In their studies, the scientists obtained allicin from garlic tablets and determined its concentration. In vitro testing showed that microgram quantities were sufficient to significantly inhibit the growth of VRE. In contrast, 4000 µg of allicin corresponds to the amount found in one clove of garlic. Up to 25 g of garlic a day can be consumed without posing a risk of toxic side effects.

Prakash cautions that it is too early to say how much allicin intake will reap intestinal rewards against VRE. “In vitro [activity] does not correlate to in vivo activity,” she cautions.
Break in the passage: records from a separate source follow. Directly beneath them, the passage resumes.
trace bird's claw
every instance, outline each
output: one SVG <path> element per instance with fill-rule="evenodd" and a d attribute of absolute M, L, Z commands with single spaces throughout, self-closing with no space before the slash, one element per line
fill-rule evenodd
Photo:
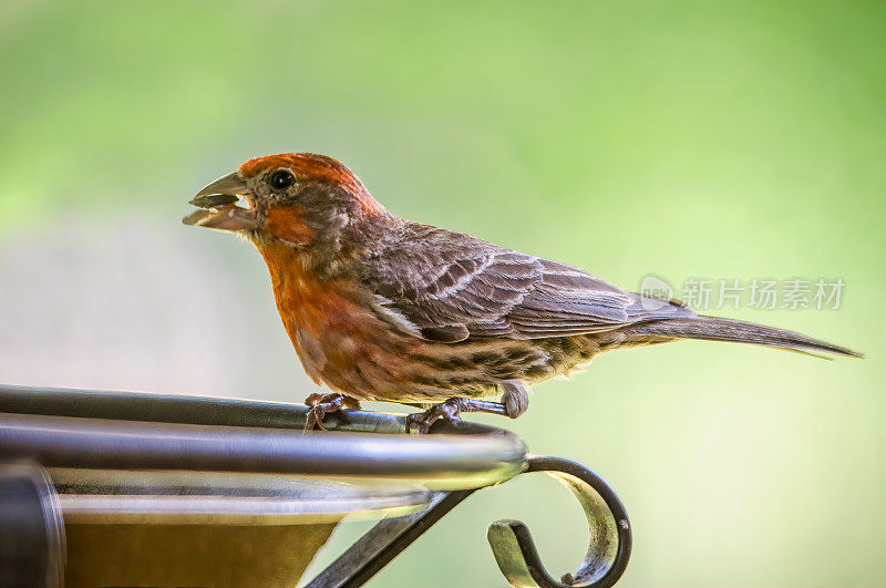
<path fill-rule="evenodd" d="M 420 434 L 431 431 L 431 425 L 443 419 L 450 423 L 462 422 L 462 399 L 449 399 L 440 404 L 434 404 L 424 412 L 414 412 L 406 415 L 406 433 L 414 426 Z"/>
<path fill-rule="evenodd" d="M 308 419 L 305 422 L 306 432 L 313 431 L 315 429 L 328 431 L 328 429 L 323 426 L 323 419 L 330 412 L 336 412 L 341 409 L 360 409 L 360 403 L 356 399 L 339 394 L 338 392 L 333 394 L 311 394 L 305 400 L 305 404 L 311 408 L 311 410 L 308 411 Z"/>

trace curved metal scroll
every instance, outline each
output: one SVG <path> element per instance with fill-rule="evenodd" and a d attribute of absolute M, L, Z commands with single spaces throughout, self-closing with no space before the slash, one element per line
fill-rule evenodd
<path fill-rule="evenodd" d="M 590 546 L 578 570 L 562 581 L 545 570 L 535 541 L 519 520 L 496 520 L 487 538 L 502 574 L 512 586 L 532 588 L 595 587 L 615 585 L 630 559 L 631 530 L 628 514 L 615 491 L 591 470 L 559 457 L 532 456 L 527 472 L 545 472 L 568 487 L 588 519 Z"/>

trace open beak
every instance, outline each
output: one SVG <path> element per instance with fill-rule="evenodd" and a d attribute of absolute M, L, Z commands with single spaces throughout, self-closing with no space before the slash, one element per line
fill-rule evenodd
<path fill-rule="evenodd" d="M 187 215 L 182 221 L 185 225 L 196 225 L 220 230 L 250 231 L 258 228 L 255 209 L 246 197 L 249 188 L 246 180 L 238 172 L 216 179 L 197 193 L 188 204 L 198 207 Z M 247 208 L 237 206 L 243 202 Z"/>

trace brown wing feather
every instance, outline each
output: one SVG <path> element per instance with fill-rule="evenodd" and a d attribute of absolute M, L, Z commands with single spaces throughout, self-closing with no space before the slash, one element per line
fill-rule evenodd
<path fill-rule="evenodd" d="M 694 316 L 571 266 L 410 224 L 368 265 L 368 281 L 429 340 L 538 339 Z M 657 307 L 657 308 L 656 308 Z"/>

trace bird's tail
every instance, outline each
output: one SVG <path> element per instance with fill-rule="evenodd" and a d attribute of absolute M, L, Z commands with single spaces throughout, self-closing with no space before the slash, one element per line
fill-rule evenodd
<path fill-rule="evenodd" d="M 805 334 L 775 329 L 755 322 L 718 317 L 684 317 L 651 320 L 632 324 L 626 329 L 630 336 L 662 337 L 667 339 L 703 339 L 707 341 L 732 341 L 775 347 L 794 351 L 827 352 L 853 358 L 864 357 L 862 353 L 818 341 Z"/>

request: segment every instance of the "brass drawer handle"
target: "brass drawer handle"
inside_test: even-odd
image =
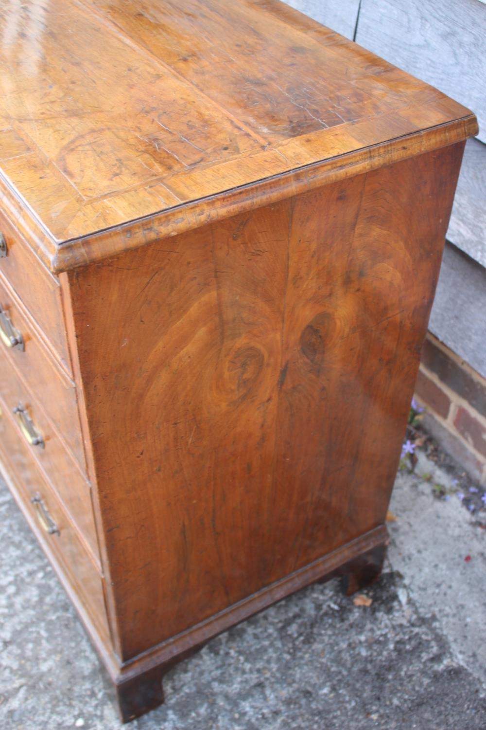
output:
[[[23,337],[17,329],[15,329],[8,312],[0,304],[0,339],[6,347],[17,347],[17,350],[25,350]]]
[[[35,497],[32,497],[31,502],[34,504],[36,515],[44,531],[47,532],[48,535],[58,535],[59,528],[49,514],[49,510],[44,504],[40,494],[37,493]]]
[[[20,430],[26,441],[31,446],[40,446],[43,449],[45,445],[44,439],[32,423],[32,419],[24,407],[19,404],[16,408],[14,408],[14,413],[17,416]]]

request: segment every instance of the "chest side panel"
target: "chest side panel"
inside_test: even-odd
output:
[[[384,521],[463,146],[70,272],[124,658]]]

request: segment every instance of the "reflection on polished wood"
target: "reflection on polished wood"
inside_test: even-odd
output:
[[[342,176],[476,129],[436,89],[273,0],[7,1],[0,36],[4,193],[27,201],[58,270],[236,212],[235,196],[251,207],[235,189],[256,181],[273,191],[308,165]],[[55,245],[141,216],[154,220],[102,245]]]
[[[0,37],[2,469],[127,721],[379,575],[477,123],[274,0],[5,1]]]

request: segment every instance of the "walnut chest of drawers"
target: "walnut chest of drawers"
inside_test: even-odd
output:
[[[379,572],[476,120],[273,0],[0,23],[2,470],[128,720]]]

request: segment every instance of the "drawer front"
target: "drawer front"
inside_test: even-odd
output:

And the bad news is that allicin is destroyed when garlic is cooked in oil.

In the next stage of their work, they will study the effects of allicin on the gut microflora of animals to determine the concentration of allicin required to be efficacious in vivo.

In another study, Ron Cutler, from the University of East London (U.K.) and colleagues found that allicin liquid and cream formulations were highly potent against clinical isolates of MRSA, including those resistant to mupirocin—the agent commonly used to eradicate MRSA carriage among hospital staff and patients. Topical allicin formulations could be used as a safe, natural alternative to mupirocin for eliminating the carriage of MRSA and other microbes from the nose, skin, wounds, and dressings, he reports, and they could also be used in soaps and antibacterial agents.